Uma decisão do Supremo Tribunal Federal (STF) trouxe uma mudança importante para trabalhadores submetidos a condições prejudiciais à saúde. A Corte considerou inconstitucional a exigência de idade mínima para a aposentadoria especial. Com isso, o tempo de exposição volta a ter papel central na concessão do benefício.
A aposentadoria especial é destinada a segurados que trabalham de maneira habitual e permanente em contato com agentes nocivos ou situações capazes de comprometer a saúde e a integridade física. Com a decisão, o requisito relacionado à idade deixa de ser aplicado. O período trabalhado em condições especiais passa a ganhar destaque.
Tempo de atividade volta a ser decisivo
O tempo necessário varia conforme o nível de exposição existente na atividade exercida. As regras consideram períodos de 15, 20 ou 25 anos de trabalho especial. A definição depende do agente prejudicial e das características da função desempenhada pelo segurado.
A mudança, porém, não significa que qualquer trabalhador de determinada profissão terá direito automático ao benefício. O enquadramento depende das condições efetivamente encontradas durante o trabalho. Por isso, a documentação previdenciária continua sendo fundamental para comprovar a exposição aos riscos.

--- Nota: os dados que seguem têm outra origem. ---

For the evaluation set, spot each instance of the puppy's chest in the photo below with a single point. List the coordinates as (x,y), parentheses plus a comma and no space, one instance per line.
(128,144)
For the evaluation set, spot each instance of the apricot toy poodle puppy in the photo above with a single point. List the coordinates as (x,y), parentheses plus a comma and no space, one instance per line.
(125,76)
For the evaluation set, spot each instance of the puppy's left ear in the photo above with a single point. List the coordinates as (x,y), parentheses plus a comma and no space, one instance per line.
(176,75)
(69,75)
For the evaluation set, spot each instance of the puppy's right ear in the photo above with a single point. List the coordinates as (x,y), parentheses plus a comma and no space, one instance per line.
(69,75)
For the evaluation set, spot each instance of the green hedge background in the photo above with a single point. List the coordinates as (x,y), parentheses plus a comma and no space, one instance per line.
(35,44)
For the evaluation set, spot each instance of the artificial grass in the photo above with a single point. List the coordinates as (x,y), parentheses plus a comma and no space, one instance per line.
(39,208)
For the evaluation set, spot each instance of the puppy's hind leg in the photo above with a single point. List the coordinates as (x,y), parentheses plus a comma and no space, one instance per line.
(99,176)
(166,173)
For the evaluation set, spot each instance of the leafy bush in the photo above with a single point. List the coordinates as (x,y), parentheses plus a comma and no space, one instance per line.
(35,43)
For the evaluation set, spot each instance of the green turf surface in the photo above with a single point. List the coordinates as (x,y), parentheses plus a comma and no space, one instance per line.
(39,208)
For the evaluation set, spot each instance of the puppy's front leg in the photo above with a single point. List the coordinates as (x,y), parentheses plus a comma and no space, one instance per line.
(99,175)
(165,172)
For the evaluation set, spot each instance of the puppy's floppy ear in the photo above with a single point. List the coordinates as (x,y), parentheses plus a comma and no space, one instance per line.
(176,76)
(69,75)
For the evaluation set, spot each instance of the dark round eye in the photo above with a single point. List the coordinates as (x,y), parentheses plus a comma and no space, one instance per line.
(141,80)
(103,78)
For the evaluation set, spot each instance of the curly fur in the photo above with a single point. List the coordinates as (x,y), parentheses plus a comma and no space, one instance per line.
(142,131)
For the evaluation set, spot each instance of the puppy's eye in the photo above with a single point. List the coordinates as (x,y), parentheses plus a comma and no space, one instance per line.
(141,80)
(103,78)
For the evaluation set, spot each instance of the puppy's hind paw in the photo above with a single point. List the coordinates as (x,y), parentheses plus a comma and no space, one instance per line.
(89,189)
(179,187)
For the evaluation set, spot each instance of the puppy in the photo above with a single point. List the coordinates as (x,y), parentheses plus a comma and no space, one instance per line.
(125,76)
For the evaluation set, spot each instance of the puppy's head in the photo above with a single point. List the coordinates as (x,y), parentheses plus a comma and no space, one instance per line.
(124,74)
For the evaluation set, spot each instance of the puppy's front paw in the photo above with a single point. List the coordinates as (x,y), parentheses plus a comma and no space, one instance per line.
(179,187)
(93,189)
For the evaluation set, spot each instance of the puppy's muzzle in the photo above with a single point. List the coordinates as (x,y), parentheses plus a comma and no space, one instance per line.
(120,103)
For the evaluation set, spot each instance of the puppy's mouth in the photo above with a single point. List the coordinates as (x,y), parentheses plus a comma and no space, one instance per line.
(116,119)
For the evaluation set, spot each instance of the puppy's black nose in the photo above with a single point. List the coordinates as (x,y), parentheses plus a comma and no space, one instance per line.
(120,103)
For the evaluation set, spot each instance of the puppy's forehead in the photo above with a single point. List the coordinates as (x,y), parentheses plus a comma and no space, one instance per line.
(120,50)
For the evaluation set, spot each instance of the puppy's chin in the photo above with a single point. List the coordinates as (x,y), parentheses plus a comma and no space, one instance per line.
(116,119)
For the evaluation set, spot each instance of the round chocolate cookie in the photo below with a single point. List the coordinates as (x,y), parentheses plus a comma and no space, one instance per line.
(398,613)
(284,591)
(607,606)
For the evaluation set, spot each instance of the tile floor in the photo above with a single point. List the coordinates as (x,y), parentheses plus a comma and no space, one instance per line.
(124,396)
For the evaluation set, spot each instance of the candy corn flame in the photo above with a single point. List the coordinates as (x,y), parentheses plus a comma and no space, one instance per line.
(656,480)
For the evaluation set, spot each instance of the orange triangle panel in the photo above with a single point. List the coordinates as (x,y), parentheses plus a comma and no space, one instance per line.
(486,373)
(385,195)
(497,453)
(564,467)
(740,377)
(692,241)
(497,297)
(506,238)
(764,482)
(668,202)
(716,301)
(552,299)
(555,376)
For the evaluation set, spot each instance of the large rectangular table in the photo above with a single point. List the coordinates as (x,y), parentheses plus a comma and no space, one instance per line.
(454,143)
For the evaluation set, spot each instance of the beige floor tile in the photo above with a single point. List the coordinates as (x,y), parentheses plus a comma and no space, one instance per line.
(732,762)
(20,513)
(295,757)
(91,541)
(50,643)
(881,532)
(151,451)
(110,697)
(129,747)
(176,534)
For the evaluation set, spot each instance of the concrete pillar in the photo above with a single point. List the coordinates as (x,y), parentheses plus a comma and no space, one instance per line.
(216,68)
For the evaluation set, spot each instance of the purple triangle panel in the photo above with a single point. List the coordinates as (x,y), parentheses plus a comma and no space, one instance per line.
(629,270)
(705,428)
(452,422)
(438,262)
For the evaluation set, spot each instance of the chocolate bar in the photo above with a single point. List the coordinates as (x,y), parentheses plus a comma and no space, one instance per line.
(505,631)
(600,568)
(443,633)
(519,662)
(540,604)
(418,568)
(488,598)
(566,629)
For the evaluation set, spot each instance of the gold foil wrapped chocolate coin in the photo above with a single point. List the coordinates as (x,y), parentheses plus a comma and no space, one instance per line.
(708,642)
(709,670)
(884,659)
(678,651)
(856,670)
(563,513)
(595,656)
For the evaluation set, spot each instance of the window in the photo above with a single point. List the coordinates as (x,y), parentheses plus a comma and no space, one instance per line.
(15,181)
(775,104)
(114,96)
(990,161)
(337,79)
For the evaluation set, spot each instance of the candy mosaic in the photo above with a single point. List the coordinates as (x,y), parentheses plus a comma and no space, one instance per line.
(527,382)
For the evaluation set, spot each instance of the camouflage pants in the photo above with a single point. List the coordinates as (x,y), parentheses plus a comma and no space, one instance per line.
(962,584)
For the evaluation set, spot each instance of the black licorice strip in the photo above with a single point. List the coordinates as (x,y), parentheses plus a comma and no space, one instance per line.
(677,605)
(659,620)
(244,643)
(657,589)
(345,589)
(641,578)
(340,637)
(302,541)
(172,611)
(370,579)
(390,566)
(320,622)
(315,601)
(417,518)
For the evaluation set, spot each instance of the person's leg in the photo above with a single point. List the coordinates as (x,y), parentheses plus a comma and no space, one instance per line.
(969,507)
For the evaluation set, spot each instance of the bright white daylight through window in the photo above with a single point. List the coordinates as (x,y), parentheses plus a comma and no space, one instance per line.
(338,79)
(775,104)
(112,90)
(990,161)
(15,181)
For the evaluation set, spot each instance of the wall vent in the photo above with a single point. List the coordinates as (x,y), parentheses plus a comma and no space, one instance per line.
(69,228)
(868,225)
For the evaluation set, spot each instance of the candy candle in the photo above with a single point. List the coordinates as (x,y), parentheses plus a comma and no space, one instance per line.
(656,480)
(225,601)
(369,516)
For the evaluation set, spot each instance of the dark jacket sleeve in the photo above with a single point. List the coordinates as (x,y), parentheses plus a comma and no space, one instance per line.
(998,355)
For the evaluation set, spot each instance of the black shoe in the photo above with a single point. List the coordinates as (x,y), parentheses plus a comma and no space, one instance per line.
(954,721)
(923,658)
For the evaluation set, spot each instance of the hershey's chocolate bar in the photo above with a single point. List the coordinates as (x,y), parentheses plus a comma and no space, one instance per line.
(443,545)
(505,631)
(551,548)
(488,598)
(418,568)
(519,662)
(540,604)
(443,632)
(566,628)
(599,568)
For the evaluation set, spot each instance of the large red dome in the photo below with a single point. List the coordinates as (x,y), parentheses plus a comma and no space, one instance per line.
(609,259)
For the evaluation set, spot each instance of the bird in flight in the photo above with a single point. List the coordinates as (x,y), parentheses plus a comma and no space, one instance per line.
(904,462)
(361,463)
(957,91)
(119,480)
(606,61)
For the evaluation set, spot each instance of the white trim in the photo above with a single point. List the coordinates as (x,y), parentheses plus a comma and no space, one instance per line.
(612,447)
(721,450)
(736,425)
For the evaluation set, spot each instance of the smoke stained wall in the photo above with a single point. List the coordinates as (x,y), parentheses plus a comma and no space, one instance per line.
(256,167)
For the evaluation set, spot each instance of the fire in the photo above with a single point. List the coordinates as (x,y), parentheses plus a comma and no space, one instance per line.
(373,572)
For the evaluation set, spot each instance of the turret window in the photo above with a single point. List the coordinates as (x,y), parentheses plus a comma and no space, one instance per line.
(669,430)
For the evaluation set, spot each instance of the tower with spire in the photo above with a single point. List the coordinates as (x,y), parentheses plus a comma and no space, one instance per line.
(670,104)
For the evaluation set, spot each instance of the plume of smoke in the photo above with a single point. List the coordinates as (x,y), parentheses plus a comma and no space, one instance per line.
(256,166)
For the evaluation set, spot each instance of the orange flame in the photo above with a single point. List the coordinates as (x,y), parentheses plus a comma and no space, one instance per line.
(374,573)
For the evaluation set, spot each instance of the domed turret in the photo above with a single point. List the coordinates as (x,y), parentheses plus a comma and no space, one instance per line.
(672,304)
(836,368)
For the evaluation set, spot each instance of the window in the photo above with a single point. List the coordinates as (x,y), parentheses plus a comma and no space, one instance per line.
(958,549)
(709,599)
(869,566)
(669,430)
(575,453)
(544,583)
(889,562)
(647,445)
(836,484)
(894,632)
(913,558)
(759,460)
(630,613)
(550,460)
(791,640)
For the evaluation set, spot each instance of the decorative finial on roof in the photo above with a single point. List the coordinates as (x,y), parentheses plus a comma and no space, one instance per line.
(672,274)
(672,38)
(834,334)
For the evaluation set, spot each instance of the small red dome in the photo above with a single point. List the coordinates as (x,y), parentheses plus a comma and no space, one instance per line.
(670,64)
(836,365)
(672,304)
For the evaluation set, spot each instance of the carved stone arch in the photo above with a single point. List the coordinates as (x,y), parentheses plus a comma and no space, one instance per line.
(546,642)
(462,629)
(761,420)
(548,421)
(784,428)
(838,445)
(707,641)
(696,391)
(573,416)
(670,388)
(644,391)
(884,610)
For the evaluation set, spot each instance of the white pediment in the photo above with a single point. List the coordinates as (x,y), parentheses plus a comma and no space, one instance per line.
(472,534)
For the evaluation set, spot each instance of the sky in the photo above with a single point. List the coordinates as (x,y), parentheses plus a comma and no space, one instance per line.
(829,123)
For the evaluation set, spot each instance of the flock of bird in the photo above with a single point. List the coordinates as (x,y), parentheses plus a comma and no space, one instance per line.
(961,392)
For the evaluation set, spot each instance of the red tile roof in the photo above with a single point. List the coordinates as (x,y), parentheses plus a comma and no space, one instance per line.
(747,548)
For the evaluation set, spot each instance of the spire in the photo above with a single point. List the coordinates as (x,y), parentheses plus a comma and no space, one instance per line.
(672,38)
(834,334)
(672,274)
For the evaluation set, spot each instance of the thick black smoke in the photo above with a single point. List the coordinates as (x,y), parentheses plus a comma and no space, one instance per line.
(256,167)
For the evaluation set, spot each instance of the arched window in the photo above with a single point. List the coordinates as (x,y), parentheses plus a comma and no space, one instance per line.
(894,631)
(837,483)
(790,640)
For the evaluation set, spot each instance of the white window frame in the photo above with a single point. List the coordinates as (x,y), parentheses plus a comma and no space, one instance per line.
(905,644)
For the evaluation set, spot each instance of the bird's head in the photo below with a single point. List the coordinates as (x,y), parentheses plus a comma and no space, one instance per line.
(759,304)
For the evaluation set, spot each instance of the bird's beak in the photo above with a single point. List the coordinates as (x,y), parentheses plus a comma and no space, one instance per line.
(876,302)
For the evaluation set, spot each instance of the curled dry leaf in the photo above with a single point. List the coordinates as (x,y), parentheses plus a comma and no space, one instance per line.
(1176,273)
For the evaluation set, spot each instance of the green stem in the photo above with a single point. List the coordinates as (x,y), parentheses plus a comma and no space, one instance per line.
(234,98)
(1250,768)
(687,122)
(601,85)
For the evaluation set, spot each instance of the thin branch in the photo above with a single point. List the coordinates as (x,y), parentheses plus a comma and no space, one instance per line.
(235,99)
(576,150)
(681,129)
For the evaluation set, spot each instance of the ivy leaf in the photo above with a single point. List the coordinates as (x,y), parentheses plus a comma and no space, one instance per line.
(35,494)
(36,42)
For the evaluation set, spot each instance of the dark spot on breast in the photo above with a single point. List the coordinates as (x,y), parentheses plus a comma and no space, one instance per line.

PPP é importante para comprovar exposição
Entre os documentos utilizados está o Perfil Profissiográfico Previdenciário (PPP), que reúne informações sobre as atividades desempenhadas e os agentes presentes no ambiente profissional. O registro pode ajudar o Instituto Nacional do Seguro Social (INSS) a avaliar o período especial. Outros documentos também podem ser exigidos.
A decisão não elimina todas as regras introduzidas pela Reforma da Previdência de 2019. Uma delas é a impossibilidade de converter em tempo comum o período especial trabalhado depois da entrada em vigor da reforma. Assim, cada período precisa ser analisado conforme as regras aplicáveis.

Benefício exige afastamento da atividade nociva
Outro ponto permanece relacionado ao afastamento do trabalho considerado prejudicial. Após a concessão da aposentadoria especial, o segurado não pode continuar exercendo atividade sujeita aos mesmos agentes nocivos nas condições vedadas pela legislação. A regra busca preservar a finalidade do benefício.